Hubo un impasse en el que alguien me convidó marihuana y un frasco de perfume. Me eché un poco en el cuello y me insultaron. La música hablaba por sí sola:

Look beyond the mind

For an expert observation

See beyond the lie

For an endless destination

Fanny me miraba con los ojos cerrados. Era tiempo de decir unas cuantas palabras de sobra y besarla. Pero no escuchaba la lengua hacer. No era el volumen de la música, sino la acumulación de tierra y el dolor que se intensificaba a cada minuto dentro de mi boca. Sin notarlo, me había masticado un agujero en el cachete interno y el sabor de la sangre se limpiaba con cada trago de cuba libre. Arnauldi dijo algo que se perdió en el aire. Lo seguí hasta la calle y subimos a un Ford último modelo manejado por un sujeto taciturno y lleno de rencor. Asumí que íbamos a otra fiesta con más mujeres, más drogas y más música, la vida debería ser así en su duración completa.

Ojalá pudiera hablar, pensé. El sujeto se llamaba Esteban y estaba encendido, una brasa al rojo salpicando chispas de velocidad. Puso el auto a ciento ochenta en la calle de tierra y reboté varias veces la cabeza contra el techo. Intenté comunicar mi desesperación. El dolor había terminado por anestesiar los músculos hasta la afasia. Si tocaba a Esteban corríamos el riesgo de un volantazo que nos mandara sin costos de traslado a la cuarta luna de Júpiter. Manoteé como pude los hombros de Arnauldi para que recobrara un poco su sentido de supervivencia. Arnauldi pensó que yo quería bailar y subió la música.

Alto track —gritó con una sonrisa paradisiaca.

Continuó hablando del DJ, dónde había nacido, cuál era su estilo y con quién se acostaba. Arnauldi sabía todo sobre el Dj, de lo que no se percataba era del simplísimo hecho concerniente a la posibilidad de estar escuchando la postrimera canción de nuestras vidas.

No había más fiesta. Llegamos a la ciudad y me dejaron en Cabiria.

—¿Te gustó la fiesta? —Arenauldi revisaba en el espejo que sus rasgos estuvieran en orden.
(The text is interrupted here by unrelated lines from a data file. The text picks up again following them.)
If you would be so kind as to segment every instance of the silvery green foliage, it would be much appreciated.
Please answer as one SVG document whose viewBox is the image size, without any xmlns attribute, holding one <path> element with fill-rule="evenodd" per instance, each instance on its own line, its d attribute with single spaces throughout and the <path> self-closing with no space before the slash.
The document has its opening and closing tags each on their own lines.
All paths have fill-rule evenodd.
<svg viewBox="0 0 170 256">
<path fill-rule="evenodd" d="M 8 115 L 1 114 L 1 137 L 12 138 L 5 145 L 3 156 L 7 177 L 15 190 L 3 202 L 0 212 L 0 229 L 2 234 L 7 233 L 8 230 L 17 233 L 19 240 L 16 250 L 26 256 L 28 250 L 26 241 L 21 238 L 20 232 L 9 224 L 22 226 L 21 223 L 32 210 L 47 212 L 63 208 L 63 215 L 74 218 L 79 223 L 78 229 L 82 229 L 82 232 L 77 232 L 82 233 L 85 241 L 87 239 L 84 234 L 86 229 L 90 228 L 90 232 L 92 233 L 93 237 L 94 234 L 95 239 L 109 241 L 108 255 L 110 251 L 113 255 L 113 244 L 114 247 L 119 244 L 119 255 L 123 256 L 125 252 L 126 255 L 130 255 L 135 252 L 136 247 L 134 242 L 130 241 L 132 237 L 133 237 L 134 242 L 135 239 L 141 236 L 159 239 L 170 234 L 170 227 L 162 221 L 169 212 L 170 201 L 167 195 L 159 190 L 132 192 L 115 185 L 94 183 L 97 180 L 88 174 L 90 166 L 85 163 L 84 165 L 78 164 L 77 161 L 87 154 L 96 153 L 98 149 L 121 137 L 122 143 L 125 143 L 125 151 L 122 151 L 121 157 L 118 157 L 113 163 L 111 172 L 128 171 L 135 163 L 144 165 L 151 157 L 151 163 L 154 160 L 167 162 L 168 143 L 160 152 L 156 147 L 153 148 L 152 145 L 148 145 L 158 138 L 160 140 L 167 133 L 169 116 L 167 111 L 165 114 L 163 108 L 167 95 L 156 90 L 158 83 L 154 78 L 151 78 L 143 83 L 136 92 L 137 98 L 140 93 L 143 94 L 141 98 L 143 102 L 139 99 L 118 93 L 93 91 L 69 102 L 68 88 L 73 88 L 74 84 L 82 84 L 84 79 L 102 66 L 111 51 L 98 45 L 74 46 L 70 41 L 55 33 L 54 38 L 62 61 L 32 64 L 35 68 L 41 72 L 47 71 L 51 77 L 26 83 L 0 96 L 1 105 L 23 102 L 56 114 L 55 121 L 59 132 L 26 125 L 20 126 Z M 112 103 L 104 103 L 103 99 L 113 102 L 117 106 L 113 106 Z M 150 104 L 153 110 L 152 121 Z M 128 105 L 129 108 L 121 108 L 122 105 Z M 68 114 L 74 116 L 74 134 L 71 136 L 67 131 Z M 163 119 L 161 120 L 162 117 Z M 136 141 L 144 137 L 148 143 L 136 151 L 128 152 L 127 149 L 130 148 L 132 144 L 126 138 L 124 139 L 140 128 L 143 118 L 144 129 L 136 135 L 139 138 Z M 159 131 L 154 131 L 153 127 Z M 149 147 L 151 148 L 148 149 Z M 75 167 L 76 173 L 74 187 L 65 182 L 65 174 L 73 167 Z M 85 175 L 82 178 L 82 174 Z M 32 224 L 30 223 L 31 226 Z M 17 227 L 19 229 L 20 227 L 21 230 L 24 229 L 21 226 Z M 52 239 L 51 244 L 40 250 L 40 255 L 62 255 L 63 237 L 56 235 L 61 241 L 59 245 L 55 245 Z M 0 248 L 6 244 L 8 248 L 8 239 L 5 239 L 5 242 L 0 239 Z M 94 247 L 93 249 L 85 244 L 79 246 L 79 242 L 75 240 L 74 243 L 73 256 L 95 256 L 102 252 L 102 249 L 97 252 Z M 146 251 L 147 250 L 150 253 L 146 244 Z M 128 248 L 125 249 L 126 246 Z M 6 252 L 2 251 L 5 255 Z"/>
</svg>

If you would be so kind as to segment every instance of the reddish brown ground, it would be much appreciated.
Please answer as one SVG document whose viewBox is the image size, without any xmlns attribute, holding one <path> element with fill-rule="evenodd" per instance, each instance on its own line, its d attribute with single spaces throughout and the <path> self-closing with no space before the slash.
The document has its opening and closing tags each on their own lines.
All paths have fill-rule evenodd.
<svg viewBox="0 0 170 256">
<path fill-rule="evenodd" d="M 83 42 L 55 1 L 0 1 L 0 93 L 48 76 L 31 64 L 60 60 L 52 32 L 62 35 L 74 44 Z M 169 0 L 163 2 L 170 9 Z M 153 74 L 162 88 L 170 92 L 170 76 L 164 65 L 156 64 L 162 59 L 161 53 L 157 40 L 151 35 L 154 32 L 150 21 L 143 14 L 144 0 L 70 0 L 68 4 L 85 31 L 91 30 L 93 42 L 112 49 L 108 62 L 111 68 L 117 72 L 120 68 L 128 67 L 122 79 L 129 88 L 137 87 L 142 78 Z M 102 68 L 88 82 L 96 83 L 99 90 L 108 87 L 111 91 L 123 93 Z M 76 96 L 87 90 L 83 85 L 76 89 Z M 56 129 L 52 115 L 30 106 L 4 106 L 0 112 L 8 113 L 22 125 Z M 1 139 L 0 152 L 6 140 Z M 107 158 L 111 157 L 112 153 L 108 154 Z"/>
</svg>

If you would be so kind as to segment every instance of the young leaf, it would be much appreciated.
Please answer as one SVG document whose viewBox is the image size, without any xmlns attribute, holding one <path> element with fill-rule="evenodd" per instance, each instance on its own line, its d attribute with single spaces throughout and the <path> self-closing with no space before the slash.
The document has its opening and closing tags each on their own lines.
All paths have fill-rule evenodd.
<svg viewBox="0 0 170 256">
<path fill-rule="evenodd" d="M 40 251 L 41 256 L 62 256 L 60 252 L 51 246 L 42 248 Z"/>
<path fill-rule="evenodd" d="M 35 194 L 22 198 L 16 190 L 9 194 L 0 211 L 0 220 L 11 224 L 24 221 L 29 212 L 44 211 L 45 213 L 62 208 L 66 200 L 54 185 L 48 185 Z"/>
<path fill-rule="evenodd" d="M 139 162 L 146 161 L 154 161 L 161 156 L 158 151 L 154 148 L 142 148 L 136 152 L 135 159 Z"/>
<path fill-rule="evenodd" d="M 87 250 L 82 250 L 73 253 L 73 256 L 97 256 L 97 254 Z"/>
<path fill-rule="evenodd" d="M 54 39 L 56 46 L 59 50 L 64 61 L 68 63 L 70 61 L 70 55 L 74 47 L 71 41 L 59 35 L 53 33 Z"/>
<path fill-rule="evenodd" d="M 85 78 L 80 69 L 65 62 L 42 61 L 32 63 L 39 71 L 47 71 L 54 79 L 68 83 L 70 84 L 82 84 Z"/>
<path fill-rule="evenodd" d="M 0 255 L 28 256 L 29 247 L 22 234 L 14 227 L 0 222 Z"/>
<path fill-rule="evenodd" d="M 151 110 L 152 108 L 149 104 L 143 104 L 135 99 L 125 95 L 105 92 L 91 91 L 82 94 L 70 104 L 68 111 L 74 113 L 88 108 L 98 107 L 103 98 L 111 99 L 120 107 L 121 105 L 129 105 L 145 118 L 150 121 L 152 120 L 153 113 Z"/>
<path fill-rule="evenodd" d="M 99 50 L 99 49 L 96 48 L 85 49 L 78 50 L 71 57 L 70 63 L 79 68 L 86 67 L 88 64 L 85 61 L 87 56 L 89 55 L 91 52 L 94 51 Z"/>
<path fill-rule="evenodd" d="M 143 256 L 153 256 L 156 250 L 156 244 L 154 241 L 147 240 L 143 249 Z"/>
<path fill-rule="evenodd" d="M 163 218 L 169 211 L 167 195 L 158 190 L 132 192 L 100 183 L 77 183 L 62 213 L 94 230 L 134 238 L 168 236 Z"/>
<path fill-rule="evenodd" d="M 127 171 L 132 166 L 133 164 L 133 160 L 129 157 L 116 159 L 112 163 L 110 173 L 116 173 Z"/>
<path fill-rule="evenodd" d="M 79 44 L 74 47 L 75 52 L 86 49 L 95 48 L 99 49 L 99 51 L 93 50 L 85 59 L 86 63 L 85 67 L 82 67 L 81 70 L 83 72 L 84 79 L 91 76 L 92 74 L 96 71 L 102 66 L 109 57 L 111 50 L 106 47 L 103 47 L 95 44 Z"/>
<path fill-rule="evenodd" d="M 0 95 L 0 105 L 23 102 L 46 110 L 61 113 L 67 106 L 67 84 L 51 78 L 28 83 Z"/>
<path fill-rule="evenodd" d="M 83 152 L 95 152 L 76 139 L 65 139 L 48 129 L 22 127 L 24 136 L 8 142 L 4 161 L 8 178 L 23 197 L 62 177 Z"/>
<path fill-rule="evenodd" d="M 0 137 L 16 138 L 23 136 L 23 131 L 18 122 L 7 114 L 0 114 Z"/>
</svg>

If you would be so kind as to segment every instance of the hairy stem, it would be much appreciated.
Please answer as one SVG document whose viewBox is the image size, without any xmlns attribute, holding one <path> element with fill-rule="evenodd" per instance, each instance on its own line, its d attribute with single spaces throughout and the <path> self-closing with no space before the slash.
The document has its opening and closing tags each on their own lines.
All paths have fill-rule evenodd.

Quería decirle a Arnauldi que la fiesta me había parecido una mierda, pero que la había pasado bomba.

No encontré la voz.

La estábamos pasando demasiado bien como para preocuparnos por los demás

Esteban volvió a su furia y los vi esfumarse al final de la calle. Eran las dos de la tarde, la gente jugaba con sus hijos en la vereda, hacía las compras, disfrutaba del verano y al pasar contemplaba horrorizada el monstruo de arena, la vasija arcillosa con motivos antropofágicos, en la que me había convertido. Entré a mi hogar (sí, mi hogar) y el Gordo Jacinto me analizó (sí, me analizó) de arriba a abajo con maligna satisfacción.

—¿Qué tal la playa? ¿Mucho viento?

El Gordo Jacinto, con su aspecto de carnicero y su parche en el ojo era, en el fondo de su panza astronómica, un buen cómplice. Me dijo que aguardara y enseguida apareció con una bolsa de hielo.